Mindestlohn

Diese Glaubensfrage zum Mindestlohn bestimmt gegenwärtig die wirtschaftspolitische Diskussion in Deutschland: Wird der zukünftige Mindestlohn von 8,50 Euro zum Verlust von Arbeitsplätzen führen? Eine Umfrage unter Unternehmen zeigt aber klar auf, dass diese nicht mit großen Arbeitsplatzverlusten rechnen.

Die Arbeitsministerin Andrea Nahles ist sich sicher: Der Mindestlohn komme genau nach Plan. Doch im Vorfeld dieser europäischen Normalisierung haben viele Interessenvertreter von Unternehmen sich als Bedenkenträger entpuppt. Offiziell fürchten sie um die Sicherheit der Arbeitsplätze, hinter vorgehaltener Hand machen sie sich Sorgen um ihre Profite. Bezahlte Experten der Unternehmen stimmen in den Klagegesang ein, möglicherweise auch, weil sie mehr Ausnahmen für ihre Klienten herausholen möchten.

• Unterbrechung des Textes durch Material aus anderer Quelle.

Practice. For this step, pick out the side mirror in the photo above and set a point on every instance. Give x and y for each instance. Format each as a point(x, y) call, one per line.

Besonders aktiv gegen den Mindestlohn wurde der Präsident der deutschen Arbeitgeberverbände. Der Gesetzesentwurf von Frau Nahles müsse dringend überarbeitet werden. Die deutschen Arbeitsplätze seien gefährdet, wenn ein flächendeckender Mindestlohn auch für Minderleister greife. Für Langzeitarbeitslose entstünden unüberwindliche Hürden zum Einstieg in den Arbeitsmarkt.

Doch der Arbeitgeberpräsident repräsentiert wohl nicht die tatsächliche Meinung der Unternehmen. Denn diese sehen nach einer Umfrage des wirtschaftsfreundlichen Münchener Instituts für Wirtschaftsforschung dem neuen Mindestlohn sehr gelassen entgegen, wie die Onlineplattform der ZEIT melden konnte. Nur fünf Prozent der repräsentativ befragten Unternehmen rechnet für 2014 mit weniger Einstellungen oder gar mit Entlassungen, wenn der Mindestlohn eingeführt wird. Auch für das Folgejahr wird die Einstellungspolitik eher auf Expansion ausgerichtet sein.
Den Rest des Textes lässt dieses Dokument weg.